Lezersrecensie
'Voor Jim ben ik Ierland'
Wie kent hem niet, de eigenzinnige Ierse schrijver James Joyce (1882-1941)? Joyce had zijn hart verpand aan zijn muze Nora Barnacle (1884-1951). Ze ontmoetten elkaar in Dublin en hun relatie begon op 16 juni 1904 – Bloomsday zou deze dag later genoemd worden; de dag die wereldwijd wordt gevierd door Joyces fans; de dag die hij ook opvoerde in zijn modernistische werk Ulysses, waarin hij Leopold Bloom zijn avonturen liet doorlopen en waarin hij het personage Molly Bloom stoelde op Nora.
De Ierse Nuala O’Connor (1970), zelf ook geboren in Dublin met de naam Nuala Ní Chonchúir, heeft inmiddels vijf romans, diverse verhalen en poëziebundels op haar conto staan.

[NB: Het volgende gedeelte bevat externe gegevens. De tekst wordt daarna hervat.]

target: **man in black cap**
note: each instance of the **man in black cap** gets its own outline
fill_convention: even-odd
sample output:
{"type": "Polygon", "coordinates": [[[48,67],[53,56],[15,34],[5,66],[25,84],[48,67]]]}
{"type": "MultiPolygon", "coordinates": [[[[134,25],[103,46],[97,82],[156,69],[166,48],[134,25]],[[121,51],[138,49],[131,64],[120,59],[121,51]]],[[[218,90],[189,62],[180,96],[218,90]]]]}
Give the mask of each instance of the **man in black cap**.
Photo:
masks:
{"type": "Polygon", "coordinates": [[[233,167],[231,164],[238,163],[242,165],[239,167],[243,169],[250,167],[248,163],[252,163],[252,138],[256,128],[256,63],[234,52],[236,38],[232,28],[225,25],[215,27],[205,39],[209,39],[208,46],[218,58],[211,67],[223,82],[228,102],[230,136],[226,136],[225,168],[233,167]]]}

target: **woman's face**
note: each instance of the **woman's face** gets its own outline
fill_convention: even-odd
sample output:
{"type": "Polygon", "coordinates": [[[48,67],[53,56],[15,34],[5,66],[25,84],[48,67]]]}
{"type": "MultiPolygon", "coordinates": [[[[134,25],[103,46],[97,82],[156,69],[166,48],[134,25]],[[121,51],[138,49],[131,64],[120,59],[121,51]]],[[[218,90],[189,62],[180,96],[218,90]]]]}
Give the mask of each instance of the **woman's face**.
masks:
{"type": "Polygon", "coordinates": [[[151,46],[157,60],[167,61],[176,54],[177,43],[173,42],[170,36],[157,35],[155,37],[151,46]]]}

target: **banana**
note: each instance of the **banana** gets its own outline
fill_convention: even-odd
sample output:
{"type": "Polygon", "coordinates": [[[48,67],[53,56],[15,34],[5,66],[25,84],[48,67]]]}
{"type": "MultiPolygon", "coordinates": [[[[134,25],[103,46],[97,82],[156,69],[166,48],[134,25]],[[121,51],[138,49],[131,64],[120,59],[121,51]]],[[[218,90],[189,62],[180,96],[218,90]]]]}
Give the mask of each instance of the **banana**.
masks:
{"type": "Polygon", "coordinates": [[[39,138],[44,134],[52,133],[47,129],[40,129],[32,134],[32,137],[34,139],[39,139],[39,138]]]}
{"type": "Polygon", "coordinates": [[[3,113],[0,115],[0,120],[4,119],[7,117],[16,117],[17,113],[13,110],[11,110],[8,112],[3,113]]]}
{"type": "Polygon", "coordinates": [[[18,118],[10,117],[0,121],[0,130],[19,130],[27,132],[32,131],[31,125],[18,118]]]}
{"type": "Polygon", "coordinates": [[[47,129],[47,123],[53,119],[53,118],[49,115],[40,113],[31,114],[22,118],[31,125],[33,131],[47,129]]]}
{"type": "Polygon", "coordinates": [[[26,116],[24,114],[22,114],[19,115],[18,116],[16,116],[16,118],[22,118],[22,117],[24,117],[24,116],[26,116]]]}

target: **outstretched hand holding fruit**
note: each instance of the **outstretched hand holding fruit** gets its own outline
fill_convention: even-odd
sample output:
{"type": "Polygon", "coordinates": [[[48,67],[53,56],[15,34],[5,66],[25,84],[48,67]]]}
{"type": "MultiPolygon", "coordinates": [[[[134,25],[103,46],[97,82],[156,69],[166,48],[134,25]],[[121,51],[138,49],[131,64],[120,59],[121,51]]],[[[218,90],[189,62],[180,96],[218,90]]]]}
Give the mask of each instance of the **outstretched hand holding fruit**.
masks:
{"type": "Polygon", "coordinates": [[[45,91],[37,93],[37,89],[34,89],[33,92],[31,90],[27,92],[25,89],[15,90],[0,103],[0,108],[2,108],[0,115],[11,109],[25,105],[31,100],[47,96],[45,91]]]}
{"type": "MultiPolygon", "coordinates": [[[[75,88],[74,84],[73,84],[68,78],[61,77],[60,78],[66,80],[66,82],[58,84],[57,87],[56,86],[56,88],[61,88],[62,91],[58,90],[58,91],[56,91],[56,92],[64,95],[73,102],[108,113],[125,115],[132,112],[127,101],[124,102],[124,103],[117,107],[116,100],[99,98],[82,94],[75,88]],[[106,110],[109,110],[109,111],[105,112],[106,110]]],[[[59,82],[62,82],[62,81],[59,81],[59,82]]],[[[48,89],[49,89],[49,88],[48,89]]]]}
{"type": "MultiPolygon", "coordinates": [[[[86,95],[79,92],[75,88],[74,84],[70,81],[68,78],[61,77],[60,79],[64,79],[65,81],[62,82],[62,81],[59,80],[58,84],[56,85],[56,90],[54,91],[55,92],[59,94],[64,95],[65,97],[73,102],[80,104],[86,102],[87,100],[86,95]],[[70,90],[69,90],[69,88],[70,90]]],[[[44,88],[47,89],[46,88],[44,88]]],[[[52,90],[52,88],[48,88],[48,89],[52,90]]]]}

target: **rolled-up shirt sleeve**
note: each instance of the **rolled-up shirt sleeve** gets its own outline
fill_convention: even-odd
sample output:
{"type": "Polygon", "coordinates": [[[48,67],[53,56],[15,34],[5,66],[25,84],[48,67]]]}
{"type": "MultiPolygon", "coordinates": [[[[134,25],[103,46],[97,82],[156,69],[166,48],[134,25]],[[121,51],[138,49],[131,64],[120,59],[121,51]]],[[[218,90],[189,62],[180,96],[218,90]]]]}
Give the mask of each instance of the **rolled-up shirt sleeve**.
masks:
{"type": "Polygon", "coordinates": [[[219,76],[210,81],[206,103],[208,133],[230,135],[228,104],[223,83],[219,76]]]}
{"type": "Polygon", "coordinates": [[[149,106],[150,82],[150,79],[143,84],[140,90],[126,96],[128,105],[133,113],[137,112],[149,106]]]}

Ze zegt in een interview dat ze is opgegroeid met het werk van James Joyce en altijd al geobsedeerd was door hem. Nora Barnacle was voor haar een inspiratiebron. Ze schreef een prijswinnend verhaal over haar, waarna ze het gevoel had dat ze Nora nog niet kon loslaten en ze verder ging met haar onderzoek naar deze muze.

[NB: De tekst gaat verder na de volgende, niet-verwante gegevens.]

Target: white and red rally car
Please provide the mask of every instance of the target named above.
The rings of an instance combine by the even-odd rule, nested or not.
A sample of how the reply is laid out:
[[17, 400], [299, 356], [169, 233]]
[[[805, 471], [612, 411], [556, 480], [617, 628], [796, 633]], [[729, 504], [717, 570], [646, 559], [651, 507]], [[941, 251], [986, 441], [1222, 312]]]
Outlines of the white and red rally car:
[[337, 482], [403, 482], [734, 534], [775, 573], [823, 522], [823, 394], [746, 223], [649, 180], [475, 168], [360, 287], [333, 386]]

Nora, vrouw en muze van James Joyce is het gefictionaliseerde verhaal over de onstuimige liefdesrelatie van James en Nora, verteld vanuit het ik-perspectief van Nora. Het boek begint op Bloomsday met een scabreuze vrijscène. Ze schreven elkaar erotisch getinte brieven wanneer ze een poosje niet bij elkaar waren. O’Connor heeft voor haar onderzoek de gepubliceerde brieven van Joyce aan Nora geraadpleegd, waarin duidelijk naar voren komt hoe hij haar adoreerde. De brieven van Nora aan Joyce zijn nooit gevonden, dus daar heeft ze haar eigen creatieve geest op losgelaten. Het was een relatie die gekenmerkt werd door het grillige karakter, de losbandigheid, maar ook de grenzeloze liefde die de egocentrische Joyce koesterde voor zijn barnacle goose.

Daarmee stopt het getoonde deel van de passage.